As I understood from the question, 12 processes are doing the calculation on 12 2000X2000 Matrices and averag time is 1.8 seconds, while a single process performing computation on average is only taking 1.2 second.

Yes, for the above scenario, MPI performance will not be better than a single process and must be higher due to the following reasons ( some of them are mentioned by Hristo Iliev in comments):

  1. Overhead induced by MPI
  2. Time taken by the slowest process in the MPI
  3. Memory bandwidth (Each processes need to access 2000*2000 matrix, possibly resulting in a contention).
  4. Caching (Higher level caches are shared among the processors and it can be possible that frequent cache access by multiple processes etc can impact the overall application performance)

Also, performance improvement (speedup) will be based on the parallel part of the application and since there are no parallel parts in your application, you won't observe any benefits of the parallelisation.

Also, if a 2000X2000 matrix is distributed among 12 processes we cannot guarantee that the performance of MPI will be better than single process. It will be implementation dependent.

0
votes

Are you dividing your total elapsed time by the number of processes, or are you accounting for scheduling overhead?

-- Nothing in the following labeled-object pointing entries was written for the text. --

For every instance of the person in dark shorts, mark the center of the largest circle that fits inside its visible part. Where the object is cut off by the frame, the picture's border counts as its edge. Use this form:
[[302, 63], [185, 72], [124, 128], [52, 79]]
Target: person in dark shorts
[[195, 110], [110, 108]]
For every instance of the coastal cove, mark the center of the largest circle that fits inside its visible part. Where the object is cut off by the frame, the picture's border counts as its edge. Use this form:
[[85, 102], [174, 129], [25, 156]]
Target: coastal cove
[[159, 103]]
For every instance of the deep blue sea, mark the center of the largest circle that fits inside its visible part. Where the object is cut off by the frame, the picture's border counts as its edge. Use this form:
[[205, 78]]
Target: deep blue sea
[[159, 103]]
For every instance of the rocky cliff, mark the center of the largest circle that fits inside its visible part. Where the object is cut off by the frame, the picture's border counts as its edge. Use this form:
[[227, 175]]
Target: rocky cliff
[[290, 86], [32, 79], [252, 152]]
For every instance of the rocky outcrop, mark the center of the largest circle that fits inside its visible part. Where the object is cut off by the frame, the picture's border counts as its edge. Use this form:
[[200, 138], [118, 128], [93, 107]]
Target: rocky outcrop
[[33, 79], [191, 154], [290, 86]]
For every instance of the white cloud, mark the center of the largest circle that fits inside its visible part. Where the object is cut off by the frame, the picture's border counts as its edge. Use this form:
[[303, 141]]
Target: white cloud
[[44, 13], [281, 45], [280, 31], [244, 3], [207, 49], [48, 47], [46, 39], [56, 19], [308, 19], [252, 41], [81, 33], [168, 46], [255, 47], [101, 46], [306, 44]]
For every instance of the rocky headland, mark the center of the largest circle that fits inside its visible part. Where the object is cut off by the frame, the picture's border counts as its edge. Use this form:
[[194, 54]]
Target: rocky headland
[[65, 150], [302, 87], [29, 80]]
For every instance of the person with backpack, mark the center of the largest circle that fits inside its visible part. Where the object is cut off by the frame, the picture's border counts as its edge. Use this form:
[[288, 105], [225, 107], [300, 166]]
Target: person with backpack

The work scheduler in your runtime will require some overhead processing time that increases with the ratio of number of processes to number of cores on your machine. You may need to reduce your parallelism granularity (number of processes per processor) in order to optimize speed. This is expected behavior under normal conditions.

However, the conditions you have set are not normal. Setting MKL_NUM_THREADS=1 prevents spawning of more than 1 thread! Delete the line that sets MLK_NUM_THREADS and the system will take care of it for you.